Complete Electroweak Chiral Lagrangian with a Light Higgs at NLO

TL;DR

This paper develops a comprehensive effective field theory framework for the Standard Model with a light Higgs, incorporating next-to-leading order corrections to account for potential strong electroweak symmetry breaking dynamics.

Contribution

It constructs the complete NLO electroweak chiral Lagrangian with a light Higgs, generalizing previous models and including strong dynamics scenarios.

Findings

Derived systematic power counting for loop expansion.

Identified classes of counterterms at one loop order.

Unified description encompassing SILH and dimension-6 linear Higgs models.

Abstract

We consider the Standard Model, including a light scalar boson $h$, as an effective theory at the weak scale $v=246\,{\rm GeV}$ of some unknown dynamics of electroweak symmetry breaking. This dynamics may be strong, with $h$ emerging as a pseudo-Goldstone boson.
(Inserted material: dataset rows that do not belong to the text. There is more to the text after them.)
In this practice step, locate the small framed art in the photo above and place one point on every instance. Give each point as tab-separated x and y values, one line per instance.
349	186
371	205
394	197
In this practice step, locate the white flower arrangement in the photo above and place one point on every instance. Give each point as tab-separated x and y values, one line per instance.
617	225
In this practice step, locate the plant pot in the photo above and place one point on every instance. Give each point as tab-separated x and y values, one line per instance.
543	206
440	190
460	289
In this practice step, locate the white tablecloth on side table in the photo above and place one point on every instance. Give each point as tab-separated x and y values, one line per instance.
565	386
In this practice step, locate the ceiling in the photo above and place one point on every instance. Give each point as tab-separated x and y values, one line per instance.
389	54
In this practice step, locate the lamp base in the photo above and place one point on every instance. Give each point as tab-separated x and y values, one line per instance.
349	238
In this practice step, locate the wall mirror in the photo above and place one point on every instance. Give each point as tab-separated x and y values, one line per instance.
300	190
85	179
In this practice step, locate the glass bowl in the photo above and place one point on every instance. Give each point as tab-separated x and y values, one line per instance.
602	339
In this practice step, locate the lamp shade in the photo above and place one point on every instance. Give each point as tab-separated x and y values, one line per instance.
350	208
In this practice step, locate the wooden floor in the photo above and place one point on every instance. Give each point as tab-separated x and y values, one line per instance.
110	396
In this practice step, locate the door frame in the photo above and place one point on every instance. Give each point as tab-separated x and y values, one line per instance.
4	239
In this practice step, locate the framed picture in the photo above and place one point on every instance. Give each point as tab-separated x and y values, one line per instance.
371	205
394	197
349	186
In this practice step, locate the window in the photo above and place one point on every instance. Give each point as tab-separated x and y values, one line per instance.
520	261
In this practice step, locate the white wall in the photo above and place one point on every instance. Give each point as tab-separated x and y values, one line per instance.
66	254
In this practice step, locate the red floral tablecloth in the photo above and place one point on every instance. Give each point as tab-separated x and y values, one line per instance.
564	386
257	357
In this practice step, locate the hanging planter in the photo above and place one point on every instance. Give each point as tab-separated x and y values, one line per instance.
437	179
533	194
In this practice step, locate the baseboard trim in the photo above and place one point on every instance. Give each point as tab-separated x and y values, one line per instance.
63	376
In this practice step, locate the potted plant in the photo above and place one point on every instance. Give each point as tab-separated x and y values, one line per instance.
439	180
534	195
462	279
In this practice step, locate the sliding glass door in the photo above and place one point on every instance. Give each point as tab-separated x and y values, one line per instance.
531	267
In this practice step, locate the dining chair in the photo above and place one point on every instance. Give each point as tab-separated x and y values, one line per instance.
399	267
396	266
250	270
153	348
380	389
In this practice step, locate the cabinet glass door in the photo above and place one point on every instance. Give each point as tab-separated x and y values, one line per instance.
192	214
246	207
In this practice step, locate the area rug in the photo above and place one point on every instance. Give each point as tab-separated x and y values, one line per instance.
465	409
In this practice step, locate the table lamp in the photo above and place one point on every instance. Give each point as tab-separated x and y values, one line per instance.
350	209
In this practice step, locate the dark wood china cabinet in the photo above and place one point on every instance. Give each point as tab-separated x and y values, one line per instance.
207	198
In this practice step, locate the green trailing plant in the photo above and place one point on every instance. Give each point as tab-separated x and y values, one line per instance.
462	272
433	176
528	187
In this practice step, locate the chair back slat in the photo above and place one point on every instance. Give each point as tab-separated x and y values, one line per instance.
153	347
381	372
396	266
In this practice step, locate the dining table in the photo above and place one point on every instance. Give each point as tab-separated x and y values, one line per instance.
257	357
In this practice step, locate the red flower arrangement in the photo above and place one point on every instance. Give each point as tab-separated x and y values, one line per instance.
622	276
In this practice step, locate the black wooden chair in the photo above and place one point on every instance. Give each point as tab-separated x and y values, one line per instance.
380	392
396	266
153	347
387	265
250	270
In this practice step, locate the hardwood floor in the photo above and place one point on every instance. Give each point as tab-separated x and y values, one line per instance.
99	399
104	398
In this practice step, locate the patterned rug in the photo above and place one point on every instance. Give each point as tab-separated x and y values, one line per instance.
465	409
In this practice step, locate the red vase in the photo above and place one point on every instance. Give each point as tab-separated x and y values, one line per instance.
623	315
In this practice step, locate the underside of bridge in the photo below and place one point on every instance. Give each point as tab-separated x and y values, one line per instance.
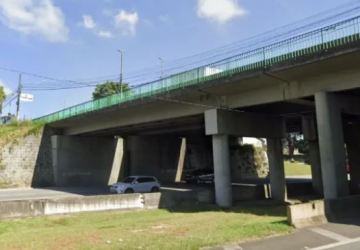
158	136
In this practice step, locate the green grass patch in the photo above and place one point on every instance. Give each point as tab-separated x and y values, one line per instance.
16	130
183	229
297	169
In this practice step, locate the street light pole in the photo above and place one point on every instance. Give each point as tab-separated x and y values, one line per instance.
121	72
161	68
18	98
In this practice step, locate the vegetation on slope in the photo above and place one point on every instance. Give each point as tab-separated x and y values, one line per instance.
181	229
16	130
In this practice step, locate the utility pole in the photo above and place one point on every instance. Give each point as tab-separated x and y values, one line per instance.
18	98
161	68
121	72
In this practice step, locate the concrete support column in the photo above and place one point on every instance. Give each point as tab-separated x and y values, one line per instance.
331	143
353	153
310	135
277	173
222	171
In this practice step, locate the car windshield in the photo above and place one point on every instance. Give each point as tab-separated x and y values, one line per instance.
129	180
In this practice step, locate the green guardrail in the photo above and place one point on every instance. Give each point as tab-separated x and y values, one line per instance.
307	44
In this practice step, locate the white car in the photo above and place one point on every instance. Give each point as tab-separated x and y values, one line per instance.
136	184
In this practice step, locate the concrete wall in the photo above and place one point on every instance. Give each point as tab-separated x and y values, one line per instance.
154	155
306	214
27	161
85	161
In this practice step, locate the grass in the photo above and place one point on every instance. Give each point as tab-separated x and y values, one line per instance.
152	229
297	169
16	130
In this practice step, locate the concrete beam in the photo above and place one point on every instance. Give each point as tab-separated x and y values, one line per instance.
223	122
332	146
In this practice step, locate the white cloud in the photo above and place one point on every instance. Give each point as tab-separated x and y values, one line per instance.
34	17
127	22
6	89
88	22
220	11
105	34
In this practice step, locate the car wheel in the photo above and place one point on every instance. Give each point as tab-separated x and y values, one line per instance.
155	190
129	191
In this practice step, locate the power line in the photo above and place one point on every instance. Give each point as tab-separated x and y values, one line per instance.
150	74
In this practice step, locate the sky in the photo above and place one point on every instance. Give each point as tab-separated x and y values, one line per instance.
79	40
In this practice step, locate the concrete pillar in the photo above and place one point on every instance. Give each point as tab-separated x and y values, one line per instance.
353	153
310	135
117	162
181	161
331	143
277	173
222	171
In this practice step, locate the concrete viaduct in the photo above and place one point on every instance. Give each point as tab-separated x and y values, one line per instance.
316	93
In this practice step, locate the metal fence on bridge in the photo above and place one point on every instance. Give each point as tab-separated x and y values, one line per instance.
307	44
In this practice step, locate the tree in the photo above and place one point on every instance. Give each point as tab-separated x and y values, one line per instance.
2	97
109	88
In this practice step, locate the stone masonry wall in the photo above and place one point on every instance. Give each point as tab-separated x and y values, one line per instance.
27	162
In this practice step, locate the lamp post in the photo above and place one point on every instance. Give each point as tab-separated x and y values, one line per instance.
121	72
161	67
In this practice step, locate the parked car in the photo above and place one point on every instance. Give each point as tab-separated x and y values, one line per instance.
198	176
136	184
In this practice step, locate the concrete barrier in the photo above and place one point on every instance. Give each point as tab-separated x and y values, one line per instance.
93	203
306	214
32	208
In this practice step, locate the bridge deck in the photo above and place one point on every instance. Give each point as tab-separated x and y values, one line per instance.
317	42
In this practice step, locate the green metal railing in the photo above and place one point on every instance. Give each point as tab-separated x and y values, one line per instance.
311	43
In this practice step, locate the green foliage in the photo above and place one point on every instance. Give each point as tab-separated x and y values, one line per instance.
2	97
181	229
10	133
109	88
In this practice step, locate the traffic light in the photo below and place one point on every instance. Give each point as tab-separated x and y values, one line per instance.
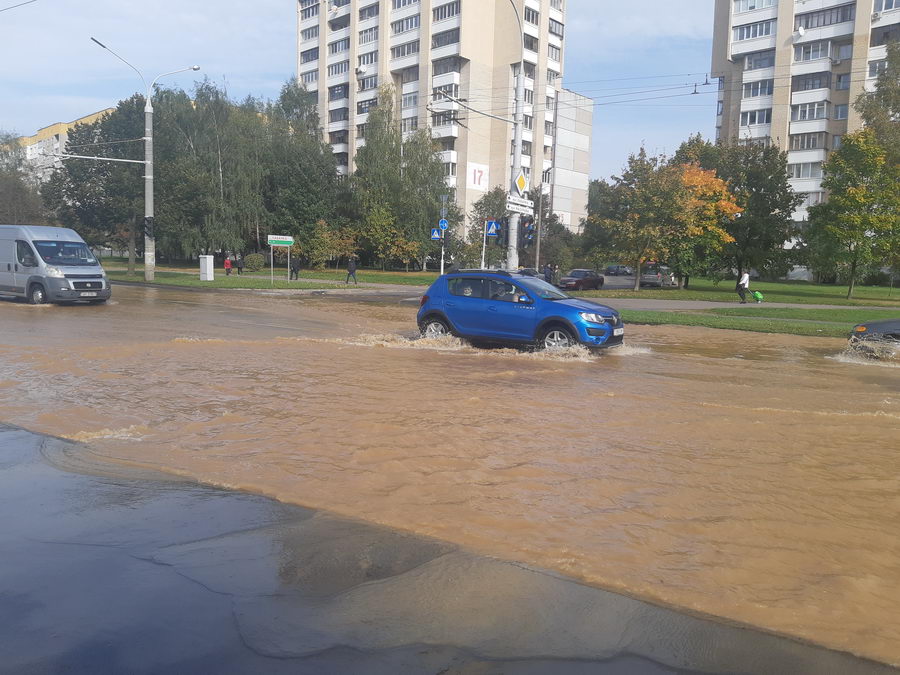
527	231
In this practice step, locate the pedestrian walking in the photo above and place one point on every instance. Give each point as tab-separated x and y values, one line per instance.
743	287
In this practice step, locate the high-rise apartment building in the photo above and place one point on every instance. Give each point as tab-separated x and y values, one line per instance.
468	49
790	71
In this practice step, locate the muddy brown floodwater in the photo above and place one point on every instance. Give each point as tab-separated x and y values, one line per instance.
746	476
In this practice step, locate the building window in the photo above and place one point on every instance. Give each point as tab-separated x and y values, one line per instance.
449	65
877	67
812	51
406	49
308	9
368	35
748	5
363	107
368	12
805	170
813	141
754	30
448	37
761	88
825	17
809	111
409	101
446	11
437	94
338	92
442	119
759	60
811	81
751	117
408	124
368	58
405	25
813	198
339	114
338	68
368	83
410	74
339	46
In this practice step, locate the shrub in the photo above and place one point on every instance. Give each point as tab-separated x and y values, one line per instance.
254	262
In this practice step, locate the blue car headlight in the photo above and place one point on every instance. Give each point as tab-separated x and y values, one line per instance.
592	318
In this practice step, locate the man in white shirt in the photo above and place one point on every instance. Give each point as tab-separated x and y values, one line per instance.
743	287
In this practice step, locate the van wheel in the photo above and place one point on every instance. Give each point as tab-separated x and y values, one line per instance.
556	337
37	295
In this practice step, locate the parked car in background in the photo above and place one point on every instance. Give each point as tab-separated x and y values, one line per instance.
657	275
581	280
619	270
511	308
877	339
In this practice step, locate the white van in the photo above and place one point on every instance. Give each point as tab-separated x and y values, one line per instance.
49	264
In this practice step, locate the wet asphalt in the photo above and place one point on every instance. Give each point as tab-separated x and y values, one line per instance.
107	569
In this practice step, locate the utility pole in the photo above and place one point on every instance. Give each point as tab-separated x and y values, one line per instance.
512	250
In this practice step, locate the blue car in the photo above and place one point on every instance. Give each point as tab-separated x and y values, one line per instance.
506	307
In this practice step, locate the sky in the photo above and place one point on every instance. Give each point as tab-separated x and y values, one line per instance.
615	51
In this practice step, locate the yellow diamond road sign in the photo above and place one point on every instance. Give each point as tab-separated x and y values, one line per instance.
521	183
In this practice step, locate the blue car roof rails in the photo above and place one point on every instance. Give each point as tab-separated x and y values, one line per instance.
502	273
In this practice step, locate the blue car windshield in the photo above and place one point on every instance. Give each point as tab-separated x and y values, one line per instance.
74	253
542	289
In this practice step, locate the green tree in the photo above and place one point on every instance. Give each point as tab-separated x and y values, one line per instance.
860	218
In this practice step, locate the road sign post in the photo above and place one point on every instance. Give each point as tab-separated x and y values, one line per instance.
279	240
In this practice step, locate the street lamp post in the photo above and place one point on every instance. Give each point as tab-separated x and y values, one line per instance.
149	234
512	251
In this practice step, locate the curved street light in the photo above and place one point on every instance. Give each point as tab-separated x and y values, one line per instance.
149	235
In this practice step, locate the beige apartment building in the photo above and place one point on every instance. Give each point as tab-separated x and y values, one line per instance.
790	70
469	50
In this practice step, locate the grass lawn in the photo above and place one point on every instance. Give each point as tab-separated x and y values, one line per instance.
798	292
234	281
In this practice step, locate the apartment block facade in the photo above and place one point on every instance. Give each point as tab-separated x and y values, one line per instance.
790	70
468	49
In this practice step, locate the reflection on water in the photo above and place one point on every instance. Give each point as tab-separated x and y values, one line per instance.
748	476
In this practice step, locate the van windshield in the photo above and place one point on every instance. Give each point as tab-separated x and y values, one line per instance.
72	253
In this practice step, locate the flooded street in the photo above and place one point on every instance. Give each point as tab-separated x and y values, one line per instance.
746	476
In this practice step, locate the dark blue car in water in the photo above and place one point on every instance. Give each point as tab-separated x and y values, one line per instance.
512	308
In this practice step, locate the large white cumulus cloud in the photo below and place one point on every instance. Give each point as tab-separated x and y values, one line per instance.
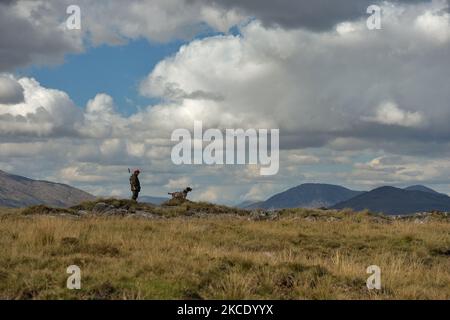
319	86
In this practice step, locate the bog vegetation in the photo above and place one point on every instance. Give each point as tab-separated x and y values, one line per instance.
202	251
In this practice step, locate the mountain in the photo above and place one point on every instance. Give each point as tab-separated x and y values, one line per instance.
249	204
17	191
308	195
153	200
392	200
421	188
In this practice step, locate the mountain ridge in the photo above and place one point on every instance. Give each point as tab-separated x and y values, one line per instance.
18	191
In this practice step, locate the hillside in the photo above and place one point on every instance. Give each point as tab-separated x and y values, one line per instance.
309	195
127	250
421	188
17	191
152	199
392	200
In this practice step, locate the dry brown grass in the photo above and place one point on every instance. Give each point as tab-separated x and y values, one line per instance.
223	257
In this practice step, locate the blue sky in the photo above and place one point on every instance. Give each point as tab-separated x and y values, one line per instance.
115	70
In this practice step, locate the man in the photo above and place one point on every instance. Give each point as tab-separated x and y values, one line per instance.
135	184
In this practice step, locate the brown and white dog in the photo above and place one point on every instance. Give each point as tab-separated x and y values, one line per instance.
181	195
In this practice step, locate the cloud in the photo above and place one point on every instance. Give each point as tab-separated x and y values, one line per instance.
11	92
43	112
315	15
389	113
45	39
319	88
316	87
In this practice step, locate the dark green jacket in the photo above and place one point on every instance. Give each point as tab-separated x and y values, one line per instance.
134	182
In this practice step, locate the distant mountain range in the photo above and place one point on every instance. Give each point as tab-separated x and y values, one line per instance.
153	200
390	200
308	195
17	191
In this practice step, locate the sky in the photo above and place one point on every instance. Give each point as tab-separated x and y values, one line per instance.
357	107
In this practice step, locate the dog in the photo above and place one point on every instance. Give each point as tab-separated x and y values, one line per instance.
181	195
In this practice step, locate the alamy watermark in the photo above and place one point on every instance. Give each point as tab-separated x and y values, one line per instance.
374	21
73	22
234	146
374	281
74	280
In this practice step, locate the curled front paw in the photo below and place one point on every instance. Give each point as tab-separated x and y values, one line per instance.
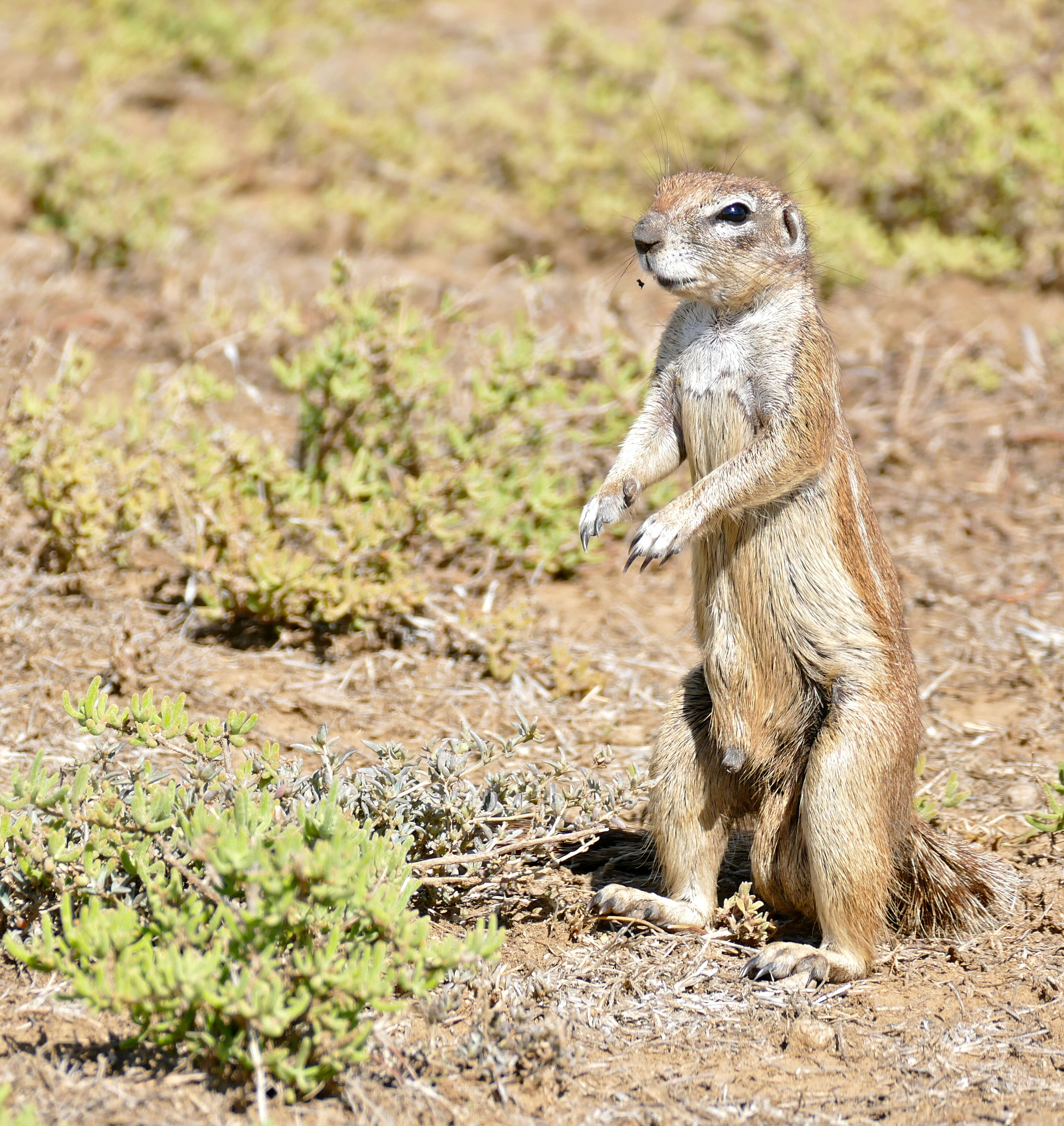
606	507
663	535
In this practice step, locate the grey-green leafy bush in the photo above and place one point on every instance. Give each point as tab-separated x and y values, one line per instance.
255	915
952	796
25	1117
1052	821
406	464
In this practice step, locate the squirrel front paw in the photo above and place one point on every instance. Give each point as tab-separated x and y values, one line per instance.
663	535
606	507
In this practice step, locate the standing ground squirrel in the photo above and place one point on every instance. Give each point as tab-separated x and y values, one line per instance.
804	713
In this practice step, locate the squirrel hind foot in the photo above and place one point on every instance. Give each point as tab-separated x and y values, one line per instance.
632	903
780	961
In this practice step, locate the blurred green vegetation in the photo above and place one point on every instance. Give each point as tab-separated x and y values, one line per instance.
916	136
406	463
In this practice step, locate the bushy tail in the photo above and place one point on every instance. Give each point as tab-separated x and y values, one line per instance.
944	888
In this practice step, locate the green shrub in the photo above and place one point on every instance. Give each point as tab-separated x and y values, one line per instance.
404	464
1052	821
916	136
25	1117
952	796
254	916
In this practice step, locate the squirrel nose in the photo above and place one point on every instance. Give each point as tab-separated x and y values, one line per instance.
648	232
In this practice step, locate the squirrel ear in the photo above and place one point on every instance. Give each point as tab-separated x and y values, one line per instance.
794	227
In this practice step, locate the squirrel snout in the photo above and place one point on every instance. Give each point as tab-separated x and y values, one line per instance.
649	232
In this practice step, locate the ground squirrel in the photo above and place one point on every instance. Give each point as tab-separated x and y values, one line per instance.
804	714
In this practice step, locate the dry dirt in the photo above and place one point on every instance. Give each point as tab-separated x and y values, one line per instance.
581	1025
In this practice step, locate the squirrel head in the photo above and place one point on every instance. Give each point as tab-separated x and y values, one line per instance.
722	240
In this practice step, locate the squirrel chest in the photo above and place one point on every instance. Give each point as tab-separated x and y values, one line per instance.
724	379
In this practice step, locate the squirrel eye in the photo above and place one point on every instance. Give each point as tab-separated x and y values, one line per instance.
735	213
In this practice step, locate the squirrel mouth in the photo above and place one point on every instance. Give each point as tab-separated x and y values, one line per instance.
672	283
The symmetry breaking scale $\Lambda$ is taken to be at $4\pi v$ or above. We review the leading-order Lagrangian within this framework, which is nonrenormalizable in general. A chiral Lagrangian can then be constructed based on a loop expansion. A systematic power counting is derived and used to identify the classes of counterterms that appear at one loop order. With this result the complete Lagrangian is constructed at next-to-leading order, ${\cal O}(v^2/\Lambda^2)$. This Lagrangian is the most general effective description of the Standard Model containing a light scalar boson, in general with strong dynamics of electroweak symmetry breaking. Scenarios such as the SILH ansatz or the dimension-6 Lagrangian of a linearly realized Higgs sector can be recovered as special cases.